Job Description
POSITION SUMMARY
The Billing Specialist is responsible for FCHC’s third party medical claims processing. Medical claims are prepared and submitted to Medicaid, Medicare, and private insurance companies. This position will handle questions, complaints, or problems from insurance companies, Medicaid offices and their associated Managed Care Plans, Medicare regions and their associated Health Maintenance Organizations, and families regarding insurance payments. Research, resolves, and resubmits denied claims and takes timely and routine action to collect unpaid claims.
ESSENTIAL DUTIES AND RESPONSIBILITIES
The Billing Specialist job duties also include, but are not limited to:
Claim Submission:
• Create and process medical claims
• Verify compliance of all medical claims
• Maintain constant communication with insurance carriers to ensure a clear and concise claim process for claims to be processed quickly and efficiently.
• Issue Explanation of Bill to patients and interpret balances in which the patient is responsible for payment
• Accurately documents patient accounts of all actions taken.
• Educates clinic management and staff regarding changes to insurance and regulatory requirements.
• Actively participates in practice management meetings.
Completes additional projects and duties as assigned. •
Job duties are subject to change based on company needs
Claim Follow-up:
• Research and resolve rejected, incorrectly paid, and denied claims within an established time frame.
• Researches and resolves unpaid accounts receivable and makes any corrections in practice management system necessary to ensure maximum reimbursement for Family Christian Health Center services.
• Resubmits claim forms as appropriate.
• Professionally responds to all billing-related inquiries from patients, staff, and payors in a timely manner.
• Utilizes available resources to identify reasons for payment discrepancies.
Review denial report and correct claims and resubmit to insurance.
• Verify and update additional billing information and resubmit claims as requested by customer service, collectors or payers.

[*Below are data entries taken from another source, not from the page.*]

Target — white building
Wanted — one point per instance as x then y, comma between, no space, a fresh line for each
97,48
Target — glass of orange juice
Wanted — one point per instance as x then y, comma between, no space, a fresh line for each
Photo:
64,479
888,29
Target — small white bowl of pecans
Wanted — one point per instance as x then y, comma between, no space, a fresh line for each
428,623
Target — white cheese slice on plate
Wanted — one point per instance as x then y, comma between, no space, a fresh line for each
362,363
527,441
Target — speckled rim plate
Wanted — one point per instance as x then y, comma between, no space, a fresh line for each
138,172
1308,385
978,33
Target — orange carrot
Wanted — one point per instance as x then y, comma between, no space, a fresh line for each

• Assists in resolving denied claims within framework of payer specifications.
• Tracks denial data and reports trends to reduce future denials.
• Assists with monitoring claim status follow-up.
• Remains current on all changes in legislative regulations that affect the reimbursement area.
• Review and correct failed claims report daily.
Administrative & Miscellaneous:
• Assist with external and/or internal audits as requested.
• Maintain current knowledge of government regulations pertaining to billing and collection for Medicare/Medicaid.
• Educates clinic management and staff regarding changes to insurance and regulatory requirements.
• Establishes and maintains a professional relationship with all FCHC staff in order to resolve problems and increase knowledge of account management.
• Completes additional projects and duties as assigned.
• Job duties are subject to change based on company needs
• Bring any system issues to the Billing Supervisor’s attention immediately.
• Use Excel and/or Word to prepare and maintain reports
• Provide excellent customer service while maximizing all duties.
• Other duties assigned.
EDUCATION, TRAINING AND EXPERIENCE
Minimum Qualifications:
• Certified Professional Biller preferred.
• Associate degree preferred.
• 5 years of experience working in a multispecialty group practice, healthcare system with an ambulatory focus, or academic medical center.
• 5 years of experience in working with a medical office/hospital accounts receivable system.
• Extensive knowledge of insurance payor reimbursement, collection practices, and accounts receivable follow-up.
• Basic computer skills, including Microsoft Windows programs.
• Good keyboard skills with high accuracy rate.
• Knowledge of ICD-10, CPT and HCPCS coding.
• Ability to communicate effectively in written and spoken English.
Demonstrates overall knowledge of claims processing for various insurances both private and governed.
• Demonstrates effective communication and interpersonal skills with a diverse population.
• Demonstrates the ability to carry out assignments independently, work from procedures, and exercise good judgment.
• Demonstrates the ability to maintain the confidentiality of all records.
• Demonstrates knowledge of Medicare, Medicaid, and third-party coding requirements.